La dignité, « principe matriciel »

Le principe de dignité présente également la caractéristique d'être un « principe matriciel », dont d'autres principes dérivent. Il en est ainsi, notamment, du respect de l'être humain dès le commencement de sa vie ; de l'inviolabilité, de l'intégrité et de l'absence de patrimonialité du corps humain ; de l'interdiction de la torture ; de l'interdiction de la discrimination raciale. Tous ces principes dérivés ne bénéficient pas d'une protection aussi absolue que celui de dignité. Ainsi, le principe du respect de la vie peut être concilié avec la protection d'une autre vie (hypothèse de la légitime défense), la protection de la communauté nationale (hypothèse d'une guerre) ou la protection de la liberté d'autrui (hypothèse de l'avortement). En revanche, l'interdiction de la torture n'est pas dérogeable. La différence de traitement entre ces deux principes illustre bien la portée de celui de dignité : tuer quelqu'un ne signifie pas nécessairement que l'on ne le reconnaît pas comme un être humain, le torturer conduit nécessairement à le traiter comme un objet, à nier son humanité. L'esclavage représente l'une des formes les plus abouties de la négation de la dignité de la personne humaine, comme le relève la « controverse de Valladolid », au xvie siècle, qui portait sur la question de la reconnaissance de l'humanité des Indiens d'Amérique.
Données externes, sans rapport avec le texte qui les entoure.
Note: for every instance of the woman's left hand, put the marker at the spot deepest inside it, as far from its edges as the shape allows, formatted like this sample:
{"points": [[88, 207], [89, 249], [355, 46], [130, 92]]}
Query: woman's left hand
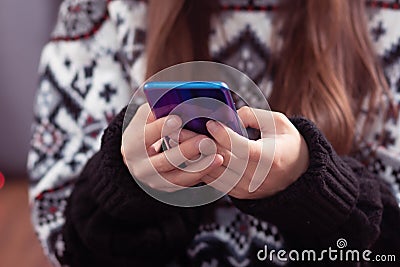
{"points": [[261, 167]]}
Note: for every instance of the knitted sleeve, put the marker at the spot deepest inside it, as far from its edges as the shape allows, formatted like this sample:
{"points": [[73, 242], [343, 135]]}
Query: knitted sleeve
{"points": [[82, 86], [336, 198], [111, 221]]}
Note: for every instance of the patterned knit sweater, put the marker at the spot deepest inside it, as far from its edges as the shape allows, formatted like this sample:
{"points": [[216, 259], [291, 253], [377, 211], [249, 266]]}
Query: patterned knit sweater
{"points": [[86, 208]]}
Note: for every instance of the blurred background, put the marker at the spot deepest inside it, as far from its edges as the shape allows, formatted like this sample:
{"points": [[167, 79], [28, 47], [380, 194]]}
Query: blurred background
{"points": [[25, 27]]}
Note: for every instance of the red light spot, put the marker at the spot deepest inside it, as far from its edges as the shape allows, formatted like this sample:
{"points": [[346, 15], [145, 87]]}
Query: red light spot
{"points": [[2, 180]]}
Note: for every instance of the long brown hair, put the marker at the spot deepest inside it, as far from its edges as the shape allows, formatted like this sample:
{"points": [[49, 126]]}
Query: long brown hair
{"points": [[323, 63]]}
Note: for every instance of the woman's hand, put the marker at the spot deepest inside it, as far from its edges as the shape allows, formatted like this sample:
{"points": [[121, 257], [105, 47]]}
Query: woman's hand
{"points": [[141, 143], [262, 167]]}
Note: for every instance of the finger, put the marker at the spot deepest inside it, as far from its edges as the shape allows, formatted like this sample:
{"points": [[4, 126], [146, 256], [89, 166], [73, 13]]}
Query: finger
{"points": [[182, 135], [229, 139], [172, 158], [222, 179], [180, 179], [159, 128], [154, 148], [257, 119]]}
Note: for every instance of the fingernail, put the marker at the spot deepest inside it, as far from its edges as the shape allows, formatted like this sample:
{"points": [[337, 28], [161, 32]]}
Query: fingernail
{"points": [[207, 147], [212, 126], [173, 122], [174, 136]]}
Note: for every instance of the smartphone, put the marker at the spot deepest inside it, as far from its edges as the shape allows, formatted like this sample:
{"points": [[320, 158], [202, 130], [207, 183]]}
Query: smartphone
{"points": [[195, 102]]}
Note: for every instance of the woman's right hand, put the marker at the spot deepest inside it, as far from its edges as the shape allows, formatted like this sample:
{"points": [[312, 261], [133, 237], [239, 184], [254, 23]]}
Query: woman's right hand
{"points": [[141, 142]]}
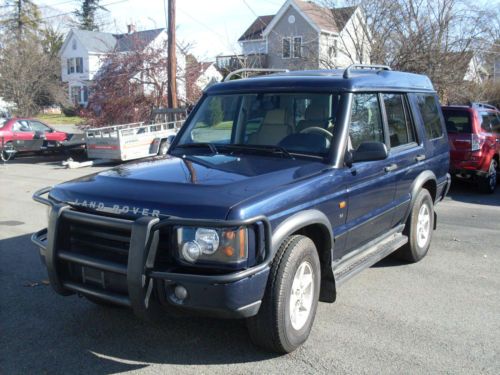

Une autre question concerne la détermination du sujet protégé par le principe de dignité. Elle porte essentiellement sur l'embryon humain. Elle prend aujourd'hui une acuité particulière du fait de l'instrumentalisation dont cet embryon est susceptible d'être l'objet, qu'il s'agisse de le fabriquer (clonage), de le sélectionner (avortement médical ou tri préimplantatoire), ou d'en faire un matériau de recherche. La reconnaissance de la dignité de l'embryon humain n'emporte pas sa reconnaissance juridique en tant que personne, mais elle implique bien une protection au nom de l'humaine condition qui est la sienne.